Facebook parent Meta has seen its valuation collapse this year due to a sluggish performance in its core ad business resulting from privacy changes in Apple's (NASDAQ:AAPL) iOS, as well as growing competition from Chinese video-sharing app TikTok.
The ad-reliant social-media company badly missed profit and sales growth expectations when it released Q1 results in late July, and it warned that sales would decline again in Q2 amid the sharp slowdown in digital ad spending.
In addition, concerns are growing over Meta’s big bet to build and develop the metaverse as it continues to spend heavily amid rising costs and investments.
Source: Investing.com
META stock, which plunged 13.5% last week to suffer its worst weekly performance since January, closed at the lowest since the start of the COVID pandemic at $146.29 on Friday.
At current levels, the Menlo Park, Calif.-based company is valued at $393.1 billion.
The Mark Zuckerberg-led company has seen its stock tumble by 56.5% year to date, by far the biggest decline among big tech stocks and more than double the drop in the Nasdaq.
Even more alarming, shares are about 62% below their record high of $384.33 touched in August 2021 amid a potent combination of worsening fundamentals and a deteriorating macro backdrop of higher interest rates and accelerating inflation.

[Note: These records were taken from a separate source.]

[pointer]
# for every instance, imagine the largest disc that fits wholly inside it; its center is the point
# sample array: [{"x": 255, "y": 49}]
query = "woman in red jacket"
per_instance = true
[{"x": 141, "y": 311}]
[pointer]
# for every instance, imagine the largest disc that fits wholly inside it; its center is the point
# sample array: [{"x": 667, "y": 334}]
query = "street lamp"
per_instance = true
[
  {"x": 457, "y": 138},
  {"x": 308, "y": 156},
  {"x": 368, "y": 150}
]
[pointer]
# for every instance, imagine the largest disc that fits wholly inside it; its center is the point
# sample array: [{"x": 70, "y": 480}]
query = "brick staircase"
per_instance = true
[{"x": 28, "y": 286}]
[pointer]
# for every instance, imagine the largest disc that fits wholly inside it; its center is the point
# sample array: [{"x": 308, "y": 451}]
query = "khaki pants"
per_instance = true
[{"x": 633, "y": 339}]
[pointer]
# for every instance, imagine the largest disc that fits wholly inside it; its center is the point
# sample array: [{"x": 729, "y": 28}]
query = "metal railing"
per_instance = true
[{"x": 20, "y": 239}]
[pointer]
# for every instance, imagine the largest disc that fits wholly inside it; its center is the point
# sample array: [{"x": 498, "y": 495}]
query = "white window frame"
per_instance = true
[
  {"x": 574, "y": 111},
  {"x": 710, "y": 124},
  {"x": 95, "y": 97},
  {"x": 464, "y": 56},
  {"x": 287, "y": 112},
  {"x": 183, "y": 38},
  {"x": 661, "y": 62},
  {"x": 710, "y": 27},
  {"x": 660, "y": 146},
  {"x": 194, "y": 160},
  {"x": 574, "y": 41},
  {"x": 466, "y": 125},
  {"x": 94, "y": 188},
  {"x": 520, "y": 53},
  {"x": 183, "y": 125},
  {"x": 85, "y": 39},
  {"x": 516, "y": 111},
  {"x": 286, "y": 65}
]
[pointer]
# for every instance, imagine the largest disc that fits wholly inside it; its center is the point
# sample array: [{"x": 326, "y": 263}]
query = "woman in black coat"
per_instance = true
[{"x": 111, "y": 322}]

In general, expectations of tighter Fed policy and higher yields tend to weigh heavily on tech companies with lofty valuations, as it makes their future cash flows less valuable and hinders their ability to fund their growth.
Disclosure: At the time of writing, Jesse has no position in any stock mentioned. The views discussed in this article are solely the opinion of the author and should not be taken as investment advice.